Among the Muslims females, under the list randomization method, 13 per cent report domestic violence, as against 11 per cent males. As for direct questioning, it is 5 per cent for Muslim females and 6 per cent for Muslim males.
And as for Christians, 14 per cent females reported domestic violence under list randomization method, as against 11 per cent males, though under direct questioning, it was five per cent for both males and females.
The researchers quote the National Family Health Survey of India (2005-06) to point out that the percentage of ever-married women, who have experienced physical violence at the hands of their husbands in Kerala, is 15.3 percent, compared to 35.1 percent for India as a whole.
The report is significant against the backdrop of the fact that Kerala, to quote the researchers, has “a favorable female sex ratio of 1,058 females to 1,000 males compared to India’s 933, a high female literacy rate of 92.1 percent compared to India’s 65.5 percent, and a high female life expectancy rate of 77 years compared to the national 67.7 years.”
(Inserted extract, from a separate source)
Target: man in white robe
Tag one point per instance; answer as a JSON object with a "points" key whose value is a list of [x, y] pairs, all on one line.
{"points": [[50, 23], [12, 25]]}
“Quite surprisingly”, the report says, “Underreporting in the case of domestic violence tends to be highest among the professionally educated who typically hold medical, engineering, or management degrees, followed by the least educated group with an educational attainment of secondary school and below.”
“In particular, both women and men with professional degrees have the highest rate of underreporting, with men having at least a marginally higher rate of underreporting than women in this category”, it adds.